DEPOIS DE IRENE - a paz reinou...

 

Os Estados Unidos viveram dias de apreensão e até de pesadelos com a passagem do furacão denominado Irene. Pelos estragos e violência por ele provocado, a imprensa denominou-o como “a fúria de Irene”, e outros brincaram, ligando ao comportamento de algumas mulheres, que entram em estado de fúria,  em momento de crise; mas não faltaram aqueles mais românticos, ao afirmarem que, apesar da fúria inicial de Irene, o caminho que tomou foi  de abrandar-se, preferindo viver, o que realmente designa a “sua personalidade”, o seu Eu interior, o que representa a origem do seu nome – Paz. Isso mesmo! Irene, do Gg. Eirene, que quer dizer – paz -  Shalon, do hebraico. É isso que todos almejam e é também para isso que Cristo veio ao mundo: “O castigo que nos traz a paz estava sobre ele, e pelas suas pisaduras fomos sarados” (profeta Isaías)

Será que existem pessoas, que apesar de se identificarem com a paz, podem em algum momento mostrar-se furiosa, capazes de provocarem grandes danos à família, à sociedade? Sim. É possível, quando a pessoa sofre uma espécie de surto psicótico, uma alteração grave no seu comportamento, como resultado de alguma anomalia no entorno de seu ambiente psíquico, ou como resultado de um estresse seguido de uma depressão profunda. Quando os discípulos, depois de dias duvidosos, por causa da morte de Jesus, Ele aparece depois da ressurreição e diz: deixo-vos a paz. Ele, anteriormente quando falou sobre seu sofrimento e morte, disse aos seus discípulos: “Estas coisas vos tenho dito para que tenhais paz em mim. No mundo passais por aflições; mas tende bom ânimo, eu venci o mundo”.
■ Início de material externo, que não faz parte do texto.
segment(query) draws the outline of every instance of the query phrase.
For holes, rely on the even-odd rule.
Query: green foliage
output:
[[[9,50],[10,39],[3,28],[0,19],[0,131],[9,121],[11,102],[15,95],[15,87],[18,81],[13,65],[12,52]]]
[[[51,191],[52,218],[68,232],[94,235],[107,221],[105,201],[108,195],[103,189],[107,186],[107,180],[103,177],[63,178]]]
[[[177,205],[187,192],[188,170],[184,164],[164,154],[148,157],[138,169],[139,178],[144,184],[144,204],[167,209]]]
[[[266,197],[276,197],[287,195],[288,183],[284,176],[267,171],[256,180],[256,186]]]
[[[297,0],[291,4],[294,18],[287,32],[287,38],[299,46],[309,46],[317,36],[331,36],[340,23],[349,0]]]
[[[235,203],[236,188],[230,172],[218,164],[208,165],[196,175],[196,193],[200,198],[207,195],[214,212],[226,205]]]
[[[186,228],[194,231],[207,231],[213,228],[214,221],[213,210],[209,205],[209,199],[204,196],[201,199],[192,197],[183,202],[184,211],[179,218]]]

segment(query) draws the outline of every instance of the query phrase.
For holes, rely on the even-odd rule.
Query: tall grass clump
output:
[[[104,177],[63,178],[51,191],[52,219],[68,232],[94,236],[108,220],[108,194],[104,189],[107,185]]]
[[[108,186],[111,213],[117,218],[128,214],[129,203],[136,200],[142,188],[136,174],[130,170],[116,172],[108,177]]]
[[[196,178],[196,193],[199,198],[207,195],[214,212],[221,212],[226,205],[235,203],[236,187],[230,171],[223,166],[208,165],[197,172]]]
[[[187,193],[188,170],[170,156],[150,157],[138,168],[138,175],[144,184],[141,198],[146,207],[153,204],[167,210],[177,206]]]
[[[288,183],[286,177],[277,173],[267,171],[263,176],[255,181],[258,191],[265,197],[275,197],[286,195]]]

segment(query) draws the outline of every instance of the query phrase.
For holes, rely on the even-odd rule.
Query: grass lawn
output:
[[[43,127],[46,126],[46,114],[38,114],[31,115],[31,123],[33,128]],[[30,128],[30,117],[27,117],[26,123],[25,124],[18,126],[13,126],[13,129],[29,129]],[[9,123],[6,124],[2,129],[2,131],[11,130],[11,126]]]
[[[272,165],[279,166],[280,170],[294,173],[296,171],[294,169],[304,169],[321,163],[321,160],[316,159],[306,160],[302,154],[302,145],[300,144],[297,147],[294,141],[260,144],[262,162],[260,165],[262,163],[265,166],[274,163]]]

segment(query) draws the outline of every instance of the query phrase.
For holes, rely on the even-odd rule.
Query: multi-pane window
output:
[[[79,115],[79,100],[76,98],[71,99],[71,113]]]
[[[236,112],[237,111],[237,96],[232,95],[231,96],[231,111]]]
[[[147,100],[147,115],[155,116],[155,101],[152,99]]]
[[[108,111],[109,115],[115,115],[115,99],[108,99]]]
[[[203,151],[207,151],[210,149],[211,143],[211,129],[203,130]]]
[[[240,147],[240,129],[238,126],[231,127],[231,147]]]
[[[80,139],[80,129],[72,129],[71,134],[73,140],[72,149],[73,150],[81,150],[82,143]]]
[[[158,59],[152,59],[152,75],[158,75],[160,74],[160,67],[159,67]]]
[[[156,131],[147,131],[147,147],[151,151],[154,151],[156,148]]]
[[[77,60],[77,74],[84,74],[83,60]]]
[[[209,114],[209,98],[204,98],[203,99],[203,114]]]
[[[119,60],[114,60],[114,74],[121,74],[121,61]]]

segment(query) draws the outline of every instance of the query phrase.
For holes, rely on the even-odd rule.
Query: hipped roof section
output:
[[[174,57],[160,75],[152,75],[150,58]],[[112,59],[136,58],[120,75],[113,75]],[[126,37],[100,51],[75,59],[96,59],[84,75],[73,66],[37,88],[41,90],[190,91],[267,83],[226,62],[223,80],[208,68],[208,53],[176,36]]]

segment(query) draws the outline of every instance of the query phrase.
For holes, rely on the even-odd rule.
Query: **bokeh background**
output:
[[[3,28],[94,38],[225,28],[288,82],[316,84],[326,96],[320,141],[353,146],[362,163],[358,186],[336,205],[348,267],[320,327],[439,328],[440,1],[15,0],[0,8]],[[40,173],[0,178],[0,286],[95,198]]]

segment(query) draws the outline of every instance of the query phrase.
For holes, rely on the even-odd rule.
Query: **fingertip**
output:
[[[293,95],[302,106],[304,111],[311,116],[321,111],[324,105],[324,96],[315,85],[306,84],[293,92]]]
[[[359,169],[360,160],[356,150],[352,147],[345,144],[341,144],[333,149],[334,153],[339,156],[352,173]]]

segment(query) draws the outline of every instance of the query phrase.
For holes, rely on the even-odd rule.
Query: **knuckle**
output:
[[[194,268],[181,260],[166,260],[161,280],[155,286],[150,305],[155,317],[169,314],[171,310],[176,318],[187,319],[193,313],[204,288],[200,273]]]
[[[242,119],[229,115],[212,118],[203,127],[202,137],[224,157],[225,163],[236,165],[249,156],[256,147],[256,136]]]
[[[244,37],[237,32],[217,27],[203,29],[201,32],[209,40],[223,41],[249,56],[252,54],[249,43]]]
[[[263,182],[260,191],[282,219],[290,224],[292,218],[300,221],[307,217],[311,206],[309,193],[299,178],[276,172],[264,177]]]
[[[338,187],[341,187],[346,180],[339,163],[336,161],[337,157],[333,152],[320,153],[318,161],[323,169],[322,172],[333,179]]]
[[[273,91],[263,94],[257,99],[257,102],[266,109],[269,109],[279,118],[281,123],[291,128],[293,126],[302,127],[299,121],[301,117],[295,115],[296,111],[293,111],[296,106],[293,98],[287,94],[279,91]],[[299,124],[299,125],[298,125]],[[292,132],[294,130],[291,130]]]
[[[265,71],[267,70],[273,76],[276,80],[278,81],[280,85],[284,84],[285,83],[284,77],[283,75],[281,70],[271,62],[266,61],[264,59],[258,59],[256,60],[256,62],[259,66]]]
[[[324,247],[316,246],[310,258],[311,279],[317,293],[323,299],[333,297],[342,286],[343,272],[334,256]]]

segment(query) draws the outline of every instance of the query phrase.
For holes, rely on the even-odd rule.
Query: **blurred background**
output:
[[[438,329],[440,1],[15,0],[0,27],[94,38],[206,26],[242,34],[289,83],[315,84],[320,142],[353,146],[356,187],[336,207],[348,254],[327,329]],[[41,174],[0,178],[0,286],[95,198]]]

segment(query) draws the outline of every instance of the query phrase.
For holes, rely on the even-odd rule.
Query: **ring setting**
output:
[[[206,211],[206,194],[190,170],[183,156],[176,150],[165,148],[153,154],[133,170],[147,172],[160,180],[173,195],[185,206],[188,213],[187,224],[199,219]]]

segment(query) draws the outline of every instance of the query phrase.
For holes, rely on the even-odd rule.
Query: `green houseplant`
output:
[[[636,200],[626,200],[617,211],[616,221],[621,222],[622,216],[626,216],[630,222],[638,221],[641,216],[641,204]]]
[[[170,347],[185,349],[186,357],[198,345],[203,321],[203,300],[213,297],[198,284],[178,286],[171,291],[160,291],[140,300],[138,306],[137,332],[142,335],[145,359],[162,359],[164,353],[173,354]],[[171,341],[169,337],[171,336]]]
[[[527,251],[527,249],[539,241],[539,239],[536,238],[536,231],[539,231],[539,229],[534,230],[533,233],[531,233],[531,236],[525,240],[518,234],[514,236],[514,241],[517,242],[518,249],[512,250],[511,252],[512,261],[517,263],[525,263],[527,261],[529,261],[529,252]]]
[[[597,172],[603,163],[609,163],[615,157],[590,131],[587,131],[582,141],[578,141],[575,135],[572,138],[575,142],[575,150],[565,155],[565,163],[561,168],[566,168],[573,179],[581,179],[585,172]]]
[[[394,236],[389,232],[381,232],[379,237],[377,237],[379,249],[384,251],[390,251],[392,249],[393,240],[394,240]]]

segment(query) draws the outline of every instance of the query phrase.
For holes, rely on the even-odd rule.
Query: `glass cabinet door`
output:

Por melhores que sejamos é preciso cultivar e alimentar a nossa paz interior, para evitar que entremos em paranóia, e passamos para um quadro esquisito de mistura de, amor e ódio, paz e guerra, fé e incredulidade. Willy Brandt escreveu: “A história nos ensina: basta uma pessoa para provocar uma crise, mas a preservação da paz requer o esforço de todos”.

A mistura de amor e ódio pode gerar - violência, assassinato. Na paz e guerra - preconceitos. Fé e incredulidade – fanatismo desenfreado. Mas quando isso acontece, não quer dizer que tudo será destruído, o/a Irene que deve estar em cada um de nós, pode voltar para o seu campo natural, abrandar-se e expressar o que realmente faz parte da sua missão, daquilo que é. Cristo em nós, não é somente esperança da glória, mas paz em meio aos conflitos da vida.

Paulo deixou claro, interpretando que, em nós existem duas forças antagônicas: o bem e o mal, a carne e o espírito, a paz e a guerra. Optar pelo bem, é não permitir a degradação da Irene”, ou a deterioração dos valores que cultivamos, herdados dentro de bons princípios, passados pela família e pelos líderes comprometidos com a Graça e Valores do Evangelho de Cristo.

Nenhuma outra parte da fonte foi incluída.